Cerence Introduces a Breathtaking New Synthetic Voice for Reading the News from Reuters
Cerence, the public company spin-out from Nurance focused on voice and AI technologies for the car, has introduced a new synthetic voice called Cerence Reader. It is based on neural text-to-speech (TTS) and designed to “read the news to drivers on the go” according to a press release issued this morning.
“Cerence Reader features long-form reading capabilities, including natural pausing and breathing, and automatic prediction of the appropriate reading style and emotional tone based on content, context, and category of news, including current events, sports, or documentary-style pieces. Cerence Reader can also be adopted for additional scenarios beyond news reading, such as audiobooks, language learning and more.”
What Voices We Like
The introduction of emotion and breathing sounds does make it sound more humanlike based on the demonstration audio posted to YouTube. Data from a study conducted by Voicebot, Voices.com, and Pulse Labs in 2019 found that consumers favored human voices over synthetic voices by a margin of 71%.

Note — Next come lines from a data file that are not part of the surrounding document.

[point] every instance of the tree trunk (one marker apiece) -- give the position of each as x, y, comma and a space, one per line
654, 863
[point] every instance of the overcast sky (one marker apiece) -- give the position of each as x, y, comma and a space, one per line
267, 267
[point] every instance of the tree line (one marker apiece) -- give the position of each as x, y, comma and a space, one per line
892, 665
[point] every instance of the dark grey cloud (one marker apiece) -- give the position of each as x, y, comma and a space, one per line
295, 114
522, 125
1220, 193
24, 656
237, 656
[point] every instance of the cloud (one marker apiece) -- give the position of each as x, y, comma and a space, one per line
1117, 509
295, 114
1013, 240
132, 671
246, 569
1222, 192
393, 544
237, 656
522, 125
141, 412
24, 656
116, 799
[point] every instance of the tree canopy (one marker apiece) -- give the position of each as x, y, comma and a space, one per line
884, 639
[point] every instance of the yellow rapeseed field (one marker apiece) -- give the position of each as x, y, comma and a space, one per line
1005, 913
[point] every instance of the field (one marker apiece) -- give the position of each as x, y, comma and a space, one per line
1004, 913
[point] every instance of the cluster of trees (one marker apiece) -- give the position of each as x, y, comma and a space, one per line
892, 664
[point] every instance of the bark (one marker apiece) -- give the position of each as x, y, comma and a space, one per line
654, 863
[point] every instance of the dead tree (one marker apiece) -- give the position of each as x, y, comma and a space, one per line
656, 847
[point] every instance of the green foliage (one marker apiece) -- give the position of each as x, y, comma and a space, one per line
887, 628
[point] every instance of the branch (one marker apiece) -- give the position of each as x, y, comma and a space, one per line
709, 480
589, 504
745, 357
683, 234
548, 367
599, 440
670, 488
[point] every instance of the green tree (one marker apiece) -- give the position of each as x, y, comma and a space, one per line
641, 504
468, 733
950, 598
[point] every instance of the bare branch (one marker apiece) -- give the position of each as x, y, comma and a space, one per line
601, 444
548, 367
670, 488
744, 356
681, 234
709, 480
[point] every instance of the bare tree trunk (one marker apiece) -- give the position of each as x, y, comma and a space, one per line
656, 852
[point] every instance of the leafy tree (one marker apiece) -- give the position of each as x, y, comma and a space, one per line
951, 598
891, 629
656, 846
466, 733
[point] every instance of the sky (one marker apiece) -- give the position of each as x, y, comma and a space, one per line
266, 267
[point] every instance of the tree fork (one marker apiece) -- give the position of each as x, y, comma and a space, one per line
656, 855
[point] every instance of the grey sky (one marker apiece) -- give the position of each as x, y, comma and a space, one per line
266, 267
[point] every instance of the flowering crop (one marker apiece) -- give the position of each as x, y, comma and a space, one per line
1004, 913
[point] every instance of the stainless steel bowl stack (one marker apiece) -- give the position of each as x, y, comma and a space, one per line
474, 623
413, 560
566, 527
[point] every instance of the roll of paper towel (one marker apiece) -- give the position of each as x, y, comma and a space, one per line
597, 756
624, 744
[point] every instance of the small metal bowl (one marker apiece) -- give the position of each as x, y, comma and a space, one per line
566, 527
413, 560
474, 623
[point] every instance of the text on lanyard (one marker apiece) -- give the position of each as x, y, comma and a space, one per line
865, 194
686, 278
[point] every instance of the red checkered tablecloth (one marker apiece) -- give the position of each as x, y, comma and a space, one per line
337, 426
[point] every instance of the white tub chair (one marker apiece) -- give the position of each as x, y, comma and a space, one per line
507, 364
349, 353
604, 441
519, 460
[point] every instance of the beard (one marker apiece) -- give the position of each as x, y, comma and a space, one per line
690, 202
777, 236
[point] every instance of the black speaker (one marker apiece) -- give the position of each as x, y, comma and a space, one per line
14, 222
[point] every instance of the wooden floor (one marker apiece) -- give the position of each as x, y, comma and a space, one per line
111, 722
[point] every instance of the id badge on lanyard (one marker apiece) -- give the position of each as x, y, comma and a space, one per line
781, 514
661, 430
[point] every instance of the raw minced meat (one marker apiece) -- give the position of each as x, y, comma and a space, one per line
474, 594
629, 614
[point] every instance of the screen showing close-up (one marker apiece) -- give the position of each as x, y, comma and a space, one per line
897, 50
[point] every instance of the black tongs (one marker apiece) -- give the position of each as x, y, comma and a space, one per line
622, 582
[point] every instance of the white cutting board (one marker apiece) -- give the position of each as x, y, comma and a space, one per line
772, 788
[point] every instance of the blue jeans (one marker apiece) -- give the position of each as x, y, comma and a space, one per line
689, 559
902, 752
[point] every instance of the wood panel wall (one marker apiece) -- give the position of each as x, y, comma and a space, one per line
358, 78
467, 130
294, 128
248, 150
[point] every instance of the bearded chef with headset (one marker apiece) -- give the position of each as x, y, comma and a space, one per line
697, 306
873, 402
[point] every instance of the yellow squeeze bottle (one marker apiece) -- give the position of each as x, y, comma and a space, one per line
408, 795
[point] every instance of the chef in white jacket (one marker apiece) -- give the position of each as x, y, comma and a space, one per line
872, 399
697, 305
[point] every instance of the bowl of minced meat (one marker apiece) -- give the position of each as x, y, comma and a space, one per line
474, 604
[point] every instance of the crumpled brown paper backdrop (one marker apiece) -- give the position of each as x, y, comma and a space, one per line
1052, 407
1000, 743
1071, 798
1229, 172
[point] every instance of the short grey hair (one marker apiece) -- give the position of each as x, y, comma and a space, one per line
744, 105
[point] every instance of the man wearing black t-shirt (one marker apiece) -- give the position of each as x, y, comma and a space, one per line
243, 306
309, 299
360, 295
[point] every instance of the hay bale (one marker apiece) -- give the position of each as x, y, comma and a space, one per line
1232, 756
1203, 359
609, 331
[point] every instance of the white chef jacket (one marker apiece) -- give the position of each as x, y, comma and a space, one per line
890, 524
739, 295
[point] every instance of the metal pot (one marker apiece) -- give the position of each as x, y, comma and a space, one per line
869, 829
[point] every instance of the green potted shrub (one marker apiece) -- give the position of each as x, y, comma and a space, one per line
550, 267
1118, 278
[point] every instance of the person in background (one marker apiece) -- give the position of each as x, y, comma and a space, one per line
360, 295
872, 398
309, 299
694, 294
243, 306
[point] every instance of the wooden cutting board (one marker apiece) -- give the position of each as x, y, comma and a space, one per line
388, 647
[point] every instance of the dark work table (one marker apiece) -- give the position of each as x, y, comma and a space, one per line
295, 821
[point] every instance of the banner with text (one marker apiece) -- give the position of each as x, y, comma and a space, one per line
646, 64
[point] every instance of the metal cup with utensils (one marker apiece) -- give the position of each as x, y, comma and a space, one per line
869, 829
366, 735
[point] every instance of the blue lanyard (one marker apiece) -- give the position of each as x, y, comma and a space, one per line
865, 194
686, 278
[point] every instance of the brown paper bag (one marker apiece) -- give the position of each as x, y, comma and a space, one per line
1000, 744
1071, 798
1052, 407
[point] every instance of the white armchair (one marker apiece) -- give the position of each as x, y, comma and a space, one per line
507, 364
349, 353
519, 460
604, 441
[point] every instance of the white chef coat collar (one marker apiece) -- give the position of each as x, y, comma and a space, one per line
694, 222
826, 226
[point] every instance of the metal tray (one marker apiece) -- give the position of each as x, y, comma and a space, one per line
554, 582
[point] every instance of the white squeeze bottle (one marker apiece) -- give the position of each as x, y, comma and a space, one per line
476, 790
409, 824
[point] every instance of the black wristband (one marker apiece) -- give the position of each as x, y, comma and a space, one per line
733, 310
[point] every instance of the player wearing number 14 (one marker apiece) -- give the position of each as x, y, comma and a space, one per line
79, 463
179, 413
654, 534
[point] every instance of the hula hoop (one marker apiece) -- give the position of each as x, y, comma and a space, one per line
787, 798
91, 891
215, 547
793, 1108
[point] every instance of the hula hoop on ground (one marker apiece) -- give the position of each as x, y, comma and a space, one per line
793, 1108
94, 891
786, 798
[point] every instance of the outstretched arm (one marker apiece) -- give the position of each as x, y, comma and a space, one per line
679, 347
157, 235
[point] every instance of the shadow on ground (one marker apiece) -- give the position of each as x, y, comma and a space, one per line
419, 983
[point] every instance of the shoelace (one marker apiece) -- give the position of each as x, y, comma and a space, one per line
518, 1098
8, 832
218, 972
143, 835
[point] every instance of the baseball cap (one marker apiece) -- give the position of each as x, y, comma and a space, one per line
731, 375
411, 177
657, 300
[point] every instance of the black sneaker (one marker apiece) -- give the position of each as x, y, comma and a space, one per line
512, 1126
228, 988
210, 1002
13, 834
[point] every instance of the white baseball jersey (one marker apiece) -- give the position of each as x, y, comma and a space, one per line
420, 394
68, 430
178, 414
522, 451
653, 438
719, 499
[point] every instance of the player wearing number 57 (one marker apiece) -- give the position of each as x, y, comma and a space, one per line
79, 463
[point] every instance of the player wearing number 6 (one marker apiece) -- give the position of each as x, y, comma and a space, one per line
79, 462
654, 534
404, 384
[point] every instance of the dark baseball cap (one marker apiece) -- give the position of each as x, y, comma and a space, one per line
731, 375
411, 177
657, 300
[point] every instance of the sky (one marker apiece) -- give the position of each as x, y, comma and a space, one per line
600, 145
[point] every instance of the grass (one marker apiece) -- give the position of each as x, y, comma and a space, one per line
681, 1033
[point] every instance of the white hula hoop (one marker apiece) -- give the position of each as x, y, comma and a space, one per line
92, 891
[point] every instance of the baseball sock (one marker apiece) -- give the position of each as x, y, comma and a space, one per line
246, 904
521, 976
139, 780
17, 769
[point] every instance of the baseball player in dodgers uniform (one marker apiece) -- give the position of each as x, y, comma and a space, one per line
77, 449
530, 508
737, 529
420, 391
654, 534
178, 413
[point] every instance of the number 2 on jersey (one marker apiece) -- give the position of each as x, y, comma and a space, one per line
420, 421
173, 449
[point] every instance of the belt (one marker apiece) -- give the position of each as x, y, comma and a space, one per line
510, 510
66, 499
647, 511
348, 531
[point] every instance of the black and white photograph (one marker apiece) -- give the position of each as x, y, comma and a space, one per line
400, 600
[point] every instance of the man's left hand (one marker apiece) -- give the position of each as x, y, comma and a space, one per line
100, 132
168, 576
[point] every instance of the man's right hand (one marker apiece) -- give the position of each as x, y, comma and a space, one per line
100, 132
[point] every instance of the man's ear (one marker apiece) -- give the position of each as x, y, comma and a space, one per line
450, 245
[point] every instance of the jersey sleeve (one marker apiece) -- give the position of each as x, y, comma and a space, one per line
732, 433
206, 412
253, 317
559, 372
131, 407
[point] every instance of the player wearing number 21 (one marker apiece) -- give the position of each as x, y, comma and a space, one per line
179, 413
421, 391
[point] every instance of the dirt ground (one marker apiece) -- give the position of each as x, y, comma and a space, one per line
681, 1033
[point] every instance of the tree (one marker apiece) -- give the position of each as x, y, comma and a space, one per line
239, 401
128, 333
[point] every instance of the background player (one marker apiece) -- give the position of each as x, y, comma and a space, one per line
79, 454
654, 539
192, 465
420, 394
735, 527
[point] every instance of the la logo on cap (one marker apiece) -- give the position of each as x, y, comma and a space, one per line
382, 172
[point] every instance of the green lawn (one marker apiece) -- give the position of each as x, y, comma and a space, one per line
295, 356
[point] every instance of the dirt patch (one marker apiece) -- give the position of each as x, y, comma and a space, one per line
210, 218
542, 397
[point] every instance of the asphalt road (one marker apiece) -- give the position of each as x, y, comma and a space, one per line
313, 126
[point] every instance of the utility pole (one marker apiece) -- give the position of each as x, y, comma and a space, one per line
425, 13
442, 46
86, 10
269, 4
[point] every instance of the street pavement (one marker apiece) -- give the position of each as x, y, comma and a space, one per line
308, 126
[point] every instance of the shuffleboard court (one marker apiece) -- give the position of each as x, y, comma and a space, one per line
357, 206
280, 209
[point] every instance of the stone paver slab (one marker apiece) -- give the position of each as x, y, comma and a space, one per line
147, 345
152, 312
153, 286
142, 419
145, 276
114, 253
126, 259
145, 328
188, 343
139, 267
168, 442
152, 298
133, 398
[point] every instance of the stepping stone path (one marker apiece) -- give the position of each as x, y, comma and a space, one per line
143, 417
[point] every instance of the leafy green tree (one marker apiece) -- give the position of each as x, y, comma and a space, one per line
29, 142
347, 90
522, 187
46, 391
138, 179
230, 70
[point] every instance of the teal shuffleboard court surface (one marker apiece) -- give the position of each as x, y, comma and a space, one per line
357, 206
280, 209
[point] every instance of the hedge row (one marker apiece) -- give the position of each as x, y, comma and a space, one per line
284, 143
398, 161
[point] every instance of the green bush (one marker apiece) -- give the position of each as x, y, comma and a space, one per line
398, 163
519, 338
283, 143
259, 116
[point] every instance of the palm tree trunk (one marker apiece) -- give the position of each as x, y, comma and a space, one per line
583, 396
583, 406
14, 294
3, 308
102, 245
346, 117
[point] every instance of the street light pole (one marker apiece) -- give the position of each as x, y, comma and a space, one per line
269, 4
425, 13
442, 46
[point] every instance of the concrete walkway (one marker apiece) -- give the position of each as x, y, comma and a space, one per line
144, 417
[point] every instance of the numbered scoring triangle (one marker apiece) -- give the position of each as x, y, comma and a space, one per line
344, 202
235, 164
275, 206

However, the data also revealed that some people did prefer the synthetic voices (they were not told which were humans and which were generated), and several inaccurately said some were human that were in fact synthetic. How do humans make this mistake? Well, human characteristics such as pronunciation, emotion, and breathing can help a synthetic voice seem more humanlike and fit with the natural preference for human voices. And, technology advances such as neural TTS are making synthetic voices more similar to human voices.
Opening Up Access to More Content for Listening
This preference for human voices becomes more intense when the passages of content are longer. Voicebot’s What Consumers Want in Voice App Design study found that for a lengthy passage 55.4% said it was “too long” or “far too long” to listen to for a synthetic voice while only 37.5% had a similar view for a human reader presenting identical content. These longer content formats are common for news and audiobooks which has often led publishers to use in-house staff or voice-over artists instead of synthetic speech generation. However, there is far more text content than audio and it is cost-prohibitive to record it all with humans in the loop. So, having a synthetic speech option that sounds more humanlike opens up audio access to far more content than is available today and it can be available in real-time.
Techniques for Human Acceptance
Voicebot hasn’t tested Cerence Reader so we cannot assess its performance over a wide range of content. We have also only heard the one female voice in the demonstration. However, it is interesting how the breathing and inflection makes it seem more humanlike because we don’t expect that from synthetically generated voices.
Google Duplex’s demonstration comes to mind as causing a similar feeling about something known to be synthetic, seeming very humanlike. In that case, the humanlike quality was created largely by the introduction of disfluencies such as “umm,” “ahh,” and “Mm-hmm.” As a result, many people receiving a call from Google Duplex didn’t know it was an AI assistant. Cerence Reader will likely have have a similar outcome.
However, the intent is not to mislead but rather to increase user acceptance and adoption of synthetically generated voices for long-form content. That can increase user satisfaction as drivers become more receptive to the synthetic voice and enable them to listen to a wider range of content than simply being restricted to recorded content alone.
Cerence Reader is launching with support for U.S. English and German and “will source news content from Reuters and others, with additional content partners to come,” according to the announcement.